How well a tool might take advantage of this system depends on what the tool does. Some tools might work well with a simple configuration and then operate on each packet of information coming down the pipeline (e.g., a document classifier). Other tools need hands-on work (e.g., a graphics editing program used to retouch photos).
The Corpora Space ecosystem can support one-off pipelines in which each tool provides an interface for users to select incoming working sets as well as outgoing working sets (analogous to opening and saving files) as well as establishing well-defined workflows across tools. The first style will probably be most useful for exploration while the latter will probably be most useful for curation. Exploration demands an agile computing environment while curation typically requires a stable, well-documented flow from raw data to the final, curated database.
The figure to the right shows a typical set of interconnected components. At the top is a tool that uses the Corpora Space library to interact with the Corpora Space ecosystem. Various protocols are used based on the context, but the primary ones from the CS library perspective are the messaging protocol with the switchboard and REST/HTTP for accessing documents exposed via RESTful interfaces. User authentication is typically done at the beginning of a session with the tool, especially if the tool is a standalone tool and not embedded within an environment that provides user management for the tool.
In this figure, the tool can communicate through the switchboard with the working set agent to discover working data in Corpora Space that can be used as input into the tool. The actual data can be read via HTTP. In this case, we picture the data to be stored in a Fedora repository since Fedora provides almost all of the semantics we need: accessibility, management, metadata, resource forks, and the ability to track provenance of the data. While the working set agent might communicate directly with Fedora, we may introduce a thin server-side layer to provide easier access for the particular needs of the tools.
The tool may also interact with a collection, using the collection agent to perform a query on a collection. The returned set of document references and metadata can be used to retrieve particular documents via the collection's REST/HTTP interface. The tool also may access some remote compute service represented by the Computer Agent.

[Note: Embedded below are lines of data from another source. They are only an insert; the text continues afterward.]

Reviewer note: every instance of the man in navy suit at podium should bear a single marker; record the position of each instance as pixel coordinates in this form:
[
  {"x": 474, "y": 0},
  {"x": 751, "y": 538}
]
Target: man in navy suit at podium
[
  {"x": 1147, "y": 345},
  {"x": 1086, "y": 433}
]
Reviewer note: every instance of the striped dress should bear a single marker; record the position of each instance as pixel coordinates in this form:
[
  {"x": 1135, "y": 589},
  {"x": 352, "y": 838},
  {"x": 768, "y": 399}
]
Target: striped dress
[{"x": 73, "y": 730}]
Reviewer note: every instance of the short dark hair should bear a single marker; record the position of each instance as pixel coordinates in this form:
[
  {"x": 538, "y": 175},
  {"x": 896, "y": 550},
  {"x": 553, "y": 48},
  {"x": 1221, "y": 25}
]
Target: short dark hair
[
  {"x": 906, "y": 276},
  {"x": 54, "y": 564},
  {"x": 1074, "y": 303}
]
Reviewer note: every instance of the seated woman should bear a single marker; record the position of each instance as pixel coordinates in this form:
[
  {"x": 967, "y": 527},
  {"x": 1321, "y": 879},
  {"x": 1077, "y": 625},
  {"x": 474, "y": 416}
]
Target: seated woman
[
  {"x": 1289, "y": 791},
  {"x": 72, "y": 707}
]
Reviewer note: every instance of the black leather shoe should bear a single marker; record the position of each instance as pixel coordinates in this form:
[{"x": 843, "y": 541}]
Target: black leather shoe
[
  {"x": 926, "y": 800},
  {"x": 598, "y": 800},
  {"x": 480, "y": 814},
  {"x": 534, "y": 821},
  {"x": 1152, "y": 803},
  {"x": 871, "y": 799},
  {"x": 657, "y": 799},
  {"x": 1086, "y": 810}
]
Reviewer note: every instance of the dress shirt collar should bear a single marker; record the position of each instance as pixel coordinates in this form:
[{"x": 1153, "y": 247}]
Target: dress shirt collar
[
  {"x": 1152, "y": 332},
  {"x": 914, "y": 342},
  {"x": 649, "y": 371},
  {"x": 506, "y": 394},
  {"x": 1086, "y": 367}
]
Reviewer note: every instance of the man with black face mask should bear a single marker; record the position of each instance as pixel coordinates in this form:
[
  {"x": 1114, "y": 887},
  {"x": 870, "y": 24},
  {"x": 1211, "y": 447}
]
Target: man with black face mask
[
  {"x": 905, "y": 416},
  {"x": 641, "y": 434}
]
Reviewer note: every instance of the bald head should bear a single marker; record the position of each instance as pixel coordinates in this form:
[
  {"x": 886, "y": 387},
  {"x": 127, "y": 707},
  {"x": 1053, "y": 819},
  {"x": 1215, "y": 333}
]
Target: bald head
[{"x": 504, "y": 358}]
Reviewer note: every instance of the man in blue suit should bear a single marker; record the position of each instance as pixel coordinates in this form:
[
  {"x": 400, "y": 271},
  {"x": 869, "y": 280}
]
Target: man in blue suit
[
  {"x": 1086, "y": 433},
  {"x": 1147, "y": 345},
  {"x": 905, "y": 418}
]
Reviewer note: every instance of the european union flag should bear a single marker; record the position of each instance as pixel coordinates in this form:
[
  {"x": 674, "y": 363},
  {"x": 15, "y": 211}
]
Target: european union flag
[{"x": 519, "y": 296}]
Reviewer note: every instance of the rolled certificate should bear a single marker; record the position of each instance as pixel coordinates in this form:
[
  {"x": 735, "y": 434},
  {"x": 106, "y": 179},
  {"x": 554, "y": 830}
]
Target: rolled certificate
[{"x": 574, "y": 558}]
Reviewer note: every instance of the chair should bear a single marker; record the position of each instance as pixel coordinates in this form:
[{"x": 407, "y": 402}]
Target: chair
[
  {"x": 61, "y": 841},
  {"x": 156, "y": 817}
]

The messaging platform divides functionality up as follows:
Corpora Camp I explored the use of Source and Transformation (see Corpora Camp Platform Architecture and API for details). The current architecture is exploring Sinks with tool interconnection mediated through working sets. The actual protocol details are still being worked out, but a likely solution will be to use the messaging protocol to set up the appropriate data receptacle and then use REST/HTTP to place data in the receptacle.
The basic Corpora Space tool profile supports retrieving and depositing research results from and to Corpora Space. We don't expect this to be any more complicated or difficult than using the system open and save functions if using the Corpora Space tool libraries. All of the interactions with Corpora Space will be handled behind-the-scenes by the library, including user authentication if necessary.
More advanced interactions with Corpora Space may entail tracking changes from the input to the output, essentially providing a record of the provenance of the result. We expect to provide easy-to-use APIs in the Corpora Space tool library to enable this, but tracking changes such as this does require more extensive interaction with the library in the tool's core code.